GNOME Bugzilla – Bug 582678
Evolution could do a better job when displaying characters that are in windows-1252 but not iso-8859-1
Last modified: 2021-05-19 11:09:37 UTC
Please describe the problem: Ubuntu 9.04. evolution 2.26.1-0ubuntu1 I'm using the Exchange connector but I doubt that this affects Evolution's behaviour. I received a multi-part HTML email from another user of the same Exchange server. Despite the HTML part starting with Content-Type: text/html; charset="iso-8859-1" Content-Transfer-Encoding: quoted-printable it contained the quoted character "=92" which is the windows-1252 code for a curly quote. This appeared in Exchange as a "character not available in font" box containing "0092". The same problem occurred with a hand-crafted plain text email. Of course this is clearly Exchange or Outlook's fault for claiming iso-8859-1 but then using windows-1252 characters. But having said that, it would seem to be quite easy for Evolution to work around this and show the expected glyph.
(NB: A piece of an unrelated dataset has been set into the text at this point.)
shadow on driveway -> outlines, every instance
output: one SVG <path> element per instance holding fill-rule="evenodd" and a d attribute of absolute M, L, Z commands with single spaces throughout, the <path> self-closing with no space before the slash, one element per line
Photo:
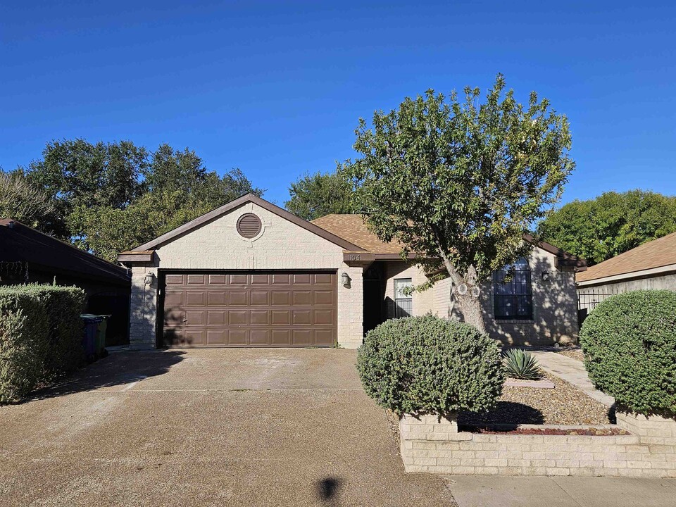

The characters in that range are considered to be control characters in iso-8859-1 and could therefore be automatically mapped to their corresponding Unicode code points based on the windows-1252 encoding. See http://en.wikipedia.org/wiki/Windows-1252#Codepage_layout . Steps to reproduce: Here's how I reproduced without involving Exchange or Outlook: 1. Enter the following as an appropriate SMTP session (changing addresses as appropriate): mail from: Me <me@here> rcpt to: Me <me@there> data From: Me <me@here> To: Me <me@there> Subject: 1252 test Content-Type: text/plain; charset="iso-8859-1" Content-Transfer-Encoding: quoted-printable There=92s a strange character here. . 2. View the email in Evolution. Actual results: The character represented by =92 appears as a box containing 0092. Expected results: The character represented by =92 appears as the curly quote character at Unicode code point 2019. Does this happen every time? Yes. Other information: All characters in the range 0x80 to 0x9f behave the same and would benefit from the same workaround. This bug was originally entered at https://bugs.launchpad.net/ubuntu/+source/gtkhtml3.14/+bug/373325
0) Confirming. As suggested in comment #0, the Exchange Connector angle is irrelevant. 1) The wikipedia page contains a link to (a version of) the HTML 5 Draft Recommendation, with this interesting phrase: "When a user agent would otherwise use an encoding given in the first column of the following table to either convert content to Unicode characters or convert Unicode characters to bytes, it must instead use the encoding given in the cell in the second column of the same row. When a byte or sequence of bytes is treated differently due to this encoding aliasing, it is said to have been misinterpreted for compatibility. Character encoding overrides Input encoding Replacement encoding References [...] ISO-8859-1 windows-1252 [RFC1345] [WIN1252] [...] Note: The requirement to treat certain encodings as other encodings according to the table above is a willful violation of the W3C Character Model specification, motivated by a desire for compatibility with legacy content." 2) Haven't looked at any code yet. Can't say whether evolution can be said to "convert" as described in that phrase. 3) Anyway, one question that comes up is whether evolution should treat iso-8859-1 as windows-1252: - for all characters; or - for characters in the range 0x80 to 0x9f only.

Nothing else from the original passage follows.